AIIMS-Trained Doctor Calls Deepinder Goyal’s ‘Temple’ Device a “Fancy Toy for Billionaires”

In a sharp public critique, Dr. Suvrankar Datta, a radiologist and AI researcher trained at the prestigious All India Institute of Medical Sciences (AIIMS) Delhi, has dismissed Zomato CEO Deepinder Goyal’s experimental wearable device, dubbed “Temple,” as having “zero scientific standing” and labeling it a “fancy toy for billionaires.”

The controversy resurfaced in early January 2026 when Goyal appeared on popular podcaster Raj Shamani’s show wearing a small metallic device attached to his temple. The gadget, which Goyal has been testing personally for over a year, is designed to continuously monitor real-time cerebral blood flow. It stems from Goyal’s personal “Gravity Aging Hypothesis,” which posits that gravity gradually reduces blood flow to the brain over time, thereby accelerating the aging process.

Goyal has reportedly invested millions of dollars into research around this concept, though the device remains experimental and is not a commercial product tied to Zomato.

Dr. Datta, who has conducted early research on arterial stiffness—a key marker of cardiovascular health—took to X (formerly Twitter) to voice his skepticism. He argued that while the idea of continuous monitoring is intriguing, the Temple device currently lacks rigorous scientific validation. Specifically, he pointed out that the gold standard for assessing arterial stiffness and its impact on vascular health is carotid-femoral pulse wave velocity (cfPWV), a metric extensively validated in clinical guidelines and large-scale studies.

Measuring blood flow or stiffness at the superficial temporal artery (near the temple) is not considered a reliable proxy, according to Dr. Datta, due to numerous confounding factors that can skew readings at that site.

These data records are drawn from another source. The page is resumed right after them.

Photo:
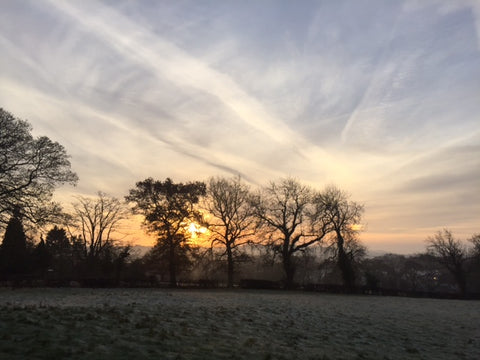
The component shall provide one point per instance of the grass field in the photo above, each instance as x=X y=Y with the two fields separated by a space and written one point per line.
x=203 y=324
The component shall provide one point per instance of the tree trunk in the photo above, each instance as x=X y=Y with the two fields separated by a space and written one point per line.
x=289 y=271
x=345 y=265
x=461 y=281
x=229 y=267
x=172 y=264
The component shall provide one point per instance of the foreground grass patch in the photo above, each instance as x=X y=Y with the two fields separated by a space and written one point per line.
x=153 y=324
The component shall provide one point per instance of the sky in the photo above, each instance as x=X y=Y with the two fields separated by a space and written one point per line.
x=381 y=98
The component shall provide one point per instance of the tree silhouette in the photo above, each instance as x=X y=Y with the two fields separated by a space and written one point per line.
x=231 y=219
x=452 y=254
x=285 y=207
x=13 y=253
x=41 y=259
x=97 y=220
x=30 y=169
x=168 y=209
x=342 y=215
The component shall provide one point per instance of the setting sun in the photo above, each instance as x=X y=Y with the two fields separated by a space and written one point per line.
x=196 y=231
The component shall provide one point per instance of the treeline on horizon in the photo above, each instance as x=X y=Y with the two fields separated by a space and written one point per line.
x=285 y=234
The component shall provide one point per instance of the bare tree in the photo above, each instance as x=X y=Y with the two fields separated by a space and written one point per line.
x=286 y=210
x=97 y=220
x=30 y=169
x=343 y=217
x=231 y=221
x=452 y=254
x=169 y=208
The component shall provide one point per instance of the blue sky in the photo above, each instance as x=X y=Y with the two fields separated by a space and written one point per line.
x=381 y=98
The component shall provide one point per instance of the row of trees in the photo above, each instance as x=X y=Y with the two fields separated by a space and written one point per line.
x=284 y=222
x=286 y=217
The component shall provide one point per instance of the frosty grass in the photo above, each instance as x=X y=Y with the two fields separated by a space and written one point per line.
x=204 y=324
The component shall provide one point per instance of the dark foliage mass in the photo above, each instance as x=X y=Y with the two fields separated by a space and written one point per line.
x=30 y=169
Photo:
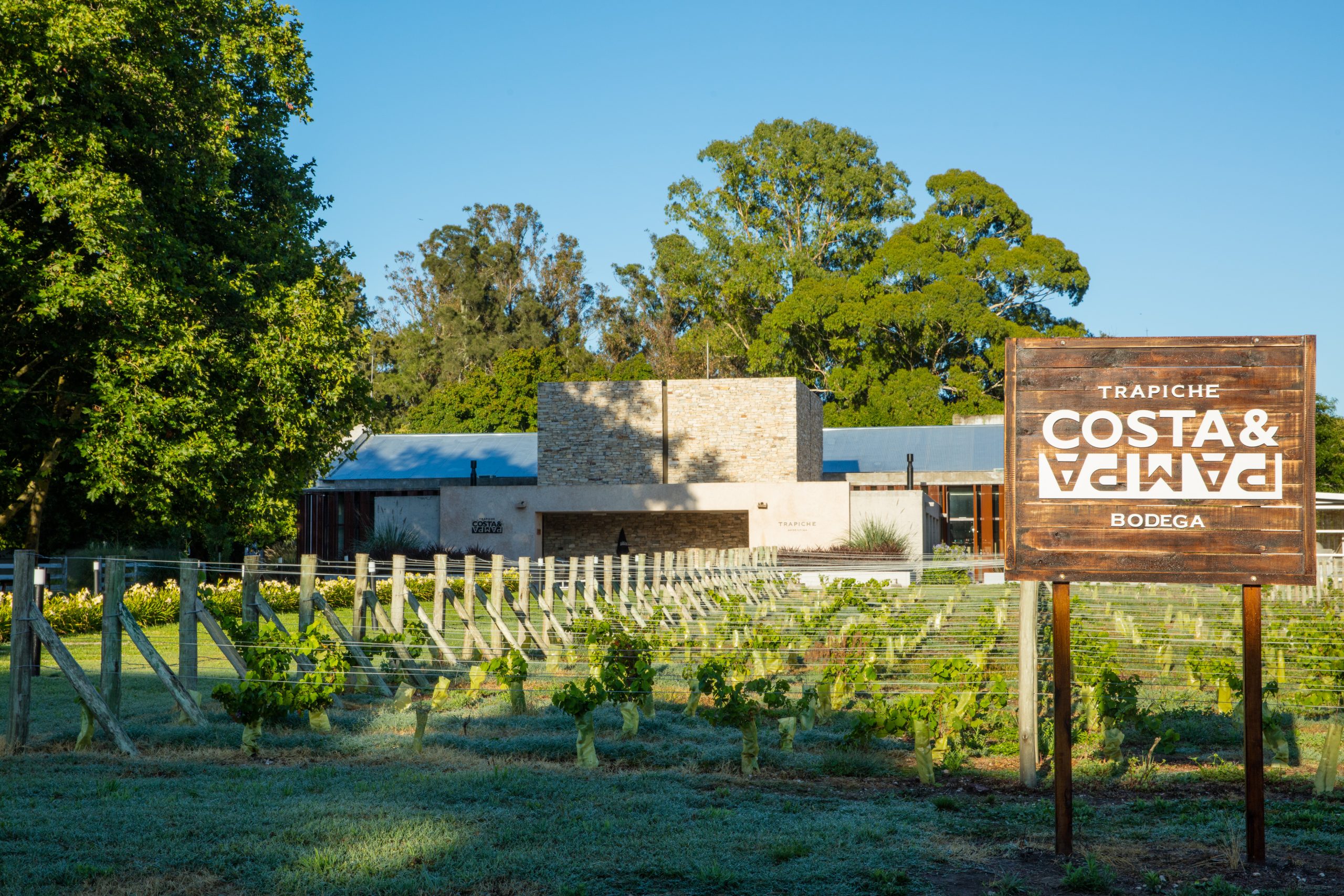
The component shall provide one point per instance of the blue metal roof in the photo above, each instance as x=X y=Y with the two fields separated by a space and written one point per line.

“Zero scientific standing at the moment,” Dr. Datta wrote, adding that it appears to be an expensive indulgence for the ultra-wealthy rather than a breakthrough accessible or proven for the wider public. He advised caution against purchasing similar unvalidated health gadgets.

As of January 5, 2026, Deepinder Goyal has not publicly responded to Dr. Datta’s specific criticism. The episode has reignited broader debates in the health-tech community about the balance between innovative experimentation backed by billionaire entrepreneurs and the need for peer-reviewed evidence before widespread adoption or hype.

While devices like Temple highlight the growing interest in personalized, continuous health monitoring, experts emphasize that extraordinary claims require extraordinary evidence—particularly when public figures promote cutting-edge concepts that could influence consumer behavior.

This clash underscores a familiar tension in modern wellness tech: bold vision versus clinical rigor. Until independent, peer-reviewed studies validate the device’s measurements against established standards like cfPWV, the Temple remains, in the eyes of critics like Dr. Datta, more novelty than medical necessity.